O lugar da arquitetura religiosa mineira da segunda metade do século XVIII no contexto da arte barroca
Published 2024-09-25
Keywords
- Barroco, Inovação, Minas Gerais
How to Cite
Copyright (c) 2024 Rodrigo Espinha Baeta
This work is licensed under a Creative Commons Attribution-NonCommercial 4.0 International License.
Abstract
In the first half of the 17th century, it is possible to identify two opposing forms of spatial conception at the heart of Roman Baroque high culture: Bernini's poetic appears as the revival of Classicism rebuilt through a passionate effort of persuasive, dramatic and theatrical rhetoric; in contrast, Borromini inaugurates a modern conception of architecture, breaking with traditional compositional systems and proposing a revolutionary attitude: the architectural object undergoes an extensive process of plastic modelling, where space is agitated in deep tension, in a hallucinatory movement of contraction and expansion.

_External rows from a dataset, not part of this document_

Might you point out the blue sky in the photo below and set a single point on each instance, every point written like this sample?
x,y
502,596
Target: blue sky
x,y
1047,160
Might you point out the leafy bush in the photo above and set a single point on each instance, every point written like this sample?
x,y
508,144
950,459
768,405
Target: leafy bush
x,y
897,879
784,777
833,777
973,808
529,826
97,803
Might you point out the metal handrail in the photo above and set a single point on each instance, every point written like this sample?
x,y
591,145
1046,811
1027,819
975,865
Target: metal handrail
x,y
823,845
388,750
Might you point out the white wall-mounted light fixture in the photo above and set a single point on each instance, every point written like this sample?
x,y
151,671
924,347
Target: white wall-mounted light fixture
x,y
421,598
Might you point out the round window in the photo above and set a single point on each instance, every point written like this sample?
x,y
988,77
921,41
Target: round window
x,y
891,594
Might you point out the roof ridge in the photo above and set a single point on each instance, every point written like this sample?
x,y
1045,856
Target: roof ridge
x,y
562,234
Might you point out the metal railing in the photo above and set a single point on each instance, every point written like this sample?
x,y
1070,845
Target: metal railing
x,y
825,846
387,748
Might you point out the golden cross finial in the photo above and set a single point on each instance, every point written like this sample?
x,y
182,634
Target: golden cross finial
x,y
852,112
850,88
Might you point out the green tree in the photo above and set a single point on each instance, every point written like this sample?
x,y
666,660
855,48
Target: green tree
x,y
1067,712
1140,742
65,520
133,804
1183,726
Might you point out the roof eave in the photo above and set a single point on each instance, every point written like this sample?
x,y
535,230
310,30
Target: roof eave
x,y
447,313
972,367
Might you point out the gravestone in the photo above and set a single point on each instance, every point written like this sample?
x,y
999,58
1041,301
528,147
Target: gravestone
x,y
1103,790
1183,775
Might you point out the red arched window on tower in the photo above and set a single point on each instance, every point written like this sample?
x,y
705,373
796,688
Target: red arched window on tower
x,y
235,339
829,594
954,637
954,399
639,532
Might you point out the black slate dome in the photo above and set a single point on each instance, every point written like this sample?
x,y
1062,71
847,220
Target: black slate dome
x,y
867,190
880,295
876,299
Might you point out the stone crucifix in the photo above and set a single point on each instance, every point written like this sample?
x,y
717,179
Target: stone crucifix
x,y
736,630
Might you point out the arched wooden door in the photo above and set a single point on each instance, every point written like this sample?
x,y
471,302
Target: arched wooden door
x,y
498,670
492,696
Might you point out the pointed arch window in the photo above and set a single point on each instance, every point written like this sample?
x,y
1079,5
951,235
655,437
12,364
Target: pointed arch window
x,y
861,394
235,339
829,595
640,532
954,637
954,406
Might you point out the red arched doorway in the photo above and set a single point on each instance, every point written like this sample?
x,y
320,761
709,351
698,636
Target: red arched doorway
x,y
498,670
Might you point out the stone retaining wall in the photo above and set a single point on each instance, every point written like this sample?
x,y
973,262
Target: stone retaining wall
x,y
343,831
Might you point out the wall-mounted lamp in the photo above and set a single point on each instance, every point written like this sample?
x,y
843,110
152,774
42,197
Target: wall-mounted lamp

From Borromini onwards, the sense of rupture and innovation reaches great fortune far beyond Rome. Its last revolutionary breath will take place in the distant Captaincy of Minas Gerais. In the second half of the 18th century, some churches in Minas Gerais subvert the contemporary compositional scheme that shifted the interest of curvilinear radiation and spatial interpenetration to the interior of the building – a system evident in the innovative 18th-century architecture produced in southern Germany. The use of curves and counter-curves, elliptical shapes, sinuosities of walls, and pulsating spatial interpenetration is now directed toward the arrangement of the exterior volumetry of buildings, in which the movement and agitation of walls, undulating roofs, and cylindrical towers invade the urban space, expanding on all sides.